Skripsi
Kontestasi pemilihan kepala desa periode 2022-2028 di Desa Kradenan Kecamatan Palang Kabupaten Tuban / Rosana Nuri Febrianti
Abstrak
Kontestasi pemilihan kepala desa merupakan ajang kompetisi politik di lingkup kecil akan tetapi seringkali dijumpai mekanisme pemilihan kepala desa tidak berjalan sesuai dengan aturan yang berlaku. Penelitian ini dilakukan dengan tujuan untuk mengetahui mekanisme Pemilihan Kepala Desa Menurut Permendagri Nomor 112 Tahun 2014 mengetahui potret pelaksanaan kontestasi pilkades di Desa Kradenan Kecamatan Palang Kabupaten Tuban dan menampung tanggapan warga Desa Kradenan Kecamatan Palang Kabupaten Tuban terhadap adanya kontestasi pilkades periode 2022-2028. Metode penelitian yang digunakan dalam kajian ini adalah kualitatif dengan melalui pendekatan fenomenologi dengan menggali lebih dalam peristiwa yang terjadi. Adapun pengumpulan data dilakukan dengan cara observasi wawancara serta dokumentasi yang diperoleh dari masyarakat desa yakni 4 kandidat ketua panitia pemilihan tokoh masyarakat tokoh pemuda dan tim sukses. Teknik analisis data kualitatif dilakukan secara interaktif menurut Miles dan Hubermen yakni dengan reduksi data penyajian data interpretasi data dan penarikan kesimpulan. Hasil temuan penelitian menunjukkan bahwa 1). Mekanisme pemilihan kepala desa dilaksanakan sesuai tahapan mulai dari tahapan persiapan hingga penetapan. 2).
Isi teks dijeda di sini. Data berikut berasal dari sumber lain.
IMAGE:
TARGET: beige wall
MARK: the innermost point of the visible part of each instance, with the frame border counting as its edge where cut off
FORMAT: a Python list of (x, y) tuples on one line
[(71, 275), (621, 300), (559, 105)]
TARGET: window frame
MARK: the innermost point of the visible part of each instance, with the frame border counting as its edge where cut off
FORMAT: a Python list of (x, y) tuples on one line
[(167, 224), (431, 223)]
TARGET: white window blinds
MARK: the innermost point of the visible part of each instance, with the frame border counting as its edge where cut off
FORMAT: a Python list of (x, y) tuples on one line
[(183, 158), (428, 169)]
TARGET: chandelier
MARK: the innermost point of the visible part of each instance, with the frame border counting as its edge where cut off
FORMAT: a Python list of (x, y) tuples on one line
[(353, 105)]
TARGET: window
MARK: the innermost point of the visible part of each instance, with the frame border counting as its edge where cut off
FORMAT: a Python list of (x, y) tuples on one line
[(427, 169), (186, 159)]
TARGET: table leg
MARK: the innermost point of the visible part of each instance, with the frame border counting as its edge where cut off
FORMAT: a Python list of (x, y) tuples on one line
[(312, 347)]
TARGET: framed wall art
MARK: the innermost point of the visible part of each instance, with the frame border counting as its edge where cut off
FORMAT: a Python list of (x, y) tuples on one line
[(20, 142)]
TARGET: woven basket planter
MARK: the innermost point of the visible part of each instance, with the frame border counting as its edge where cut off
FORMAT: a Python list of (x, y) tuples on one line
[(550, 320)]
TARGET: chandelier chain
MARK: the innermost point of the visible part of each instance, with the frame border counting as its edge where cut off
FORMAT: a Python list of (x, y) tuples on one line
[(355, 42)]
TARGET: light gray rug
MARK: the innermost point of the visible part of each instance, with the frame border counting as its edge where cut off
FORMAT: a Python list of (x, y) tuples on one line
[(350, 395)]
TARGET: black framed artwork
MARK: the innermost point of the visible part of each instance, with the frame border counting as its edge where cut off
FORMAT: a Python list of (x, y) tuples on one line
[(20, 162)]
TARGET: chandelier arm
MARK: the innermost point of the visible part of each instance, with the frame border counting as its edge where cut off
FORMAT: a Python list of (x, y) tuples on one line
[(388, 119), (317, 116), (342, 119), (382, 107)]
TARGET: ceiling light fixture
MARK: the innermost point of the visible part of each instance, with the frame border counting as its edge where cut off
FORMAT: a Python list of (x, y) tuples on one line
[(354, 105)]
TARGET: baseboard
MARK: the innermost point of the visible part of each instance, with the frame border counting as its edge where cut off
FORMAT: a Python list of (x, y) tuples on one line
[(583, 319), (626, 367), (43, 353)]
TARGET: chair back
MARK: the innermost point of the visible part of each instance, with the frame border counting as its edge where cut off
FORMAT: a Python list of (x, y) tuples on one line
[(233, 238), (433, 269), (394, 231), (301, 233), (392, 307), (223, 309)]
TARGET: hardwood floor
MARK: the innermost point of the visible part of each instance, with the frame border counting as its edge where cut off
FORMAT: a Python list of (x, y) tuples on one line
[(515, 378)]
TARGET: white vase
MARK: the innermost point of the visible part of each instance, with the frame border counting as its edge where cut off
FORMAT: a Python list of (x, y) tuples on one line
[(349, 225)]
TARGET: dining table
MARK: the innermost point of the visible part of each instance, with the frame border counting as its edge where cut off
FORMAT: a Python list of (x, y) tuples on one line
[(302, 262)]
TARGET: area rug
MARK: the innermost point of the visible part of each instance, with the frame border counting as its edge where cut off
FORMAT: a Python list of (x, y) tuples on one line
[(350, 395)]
Potret pemilihan kepala desa pada tahapan persiapan dilakukan secara terbatas begitupun kampanye yang diadakan secara terbatas untuk meminimalisir konflik antar pendukung. 3). Tanggapan warga terkait adanya pemilihan kepala desa sebagian besar masyarakat cenderung acuh terhadap mekanisme yang berjalan baik tahapan persiapan sampai penetapan. Sebagian kecil menginginkan kesempatan untuk berkontribusi dalam penyelenggaraan pilkades demi menuntaskan permasalahan kurangnya keterbukaan panitia dan adanya penyimpangan politik uang di dalamnya. Adapun saran seharusnya dapat memberikan peluang atau kesempatan warga desa terutama para generasi muda yang mengeluh akan beredarnya politik uang dalam pilkades. Tentu saja generasi muda dengan tingkat pendidikan tinggi memiliki jiwa kritis guna menyampaikan aspirasi untuk desa melalui pilkades.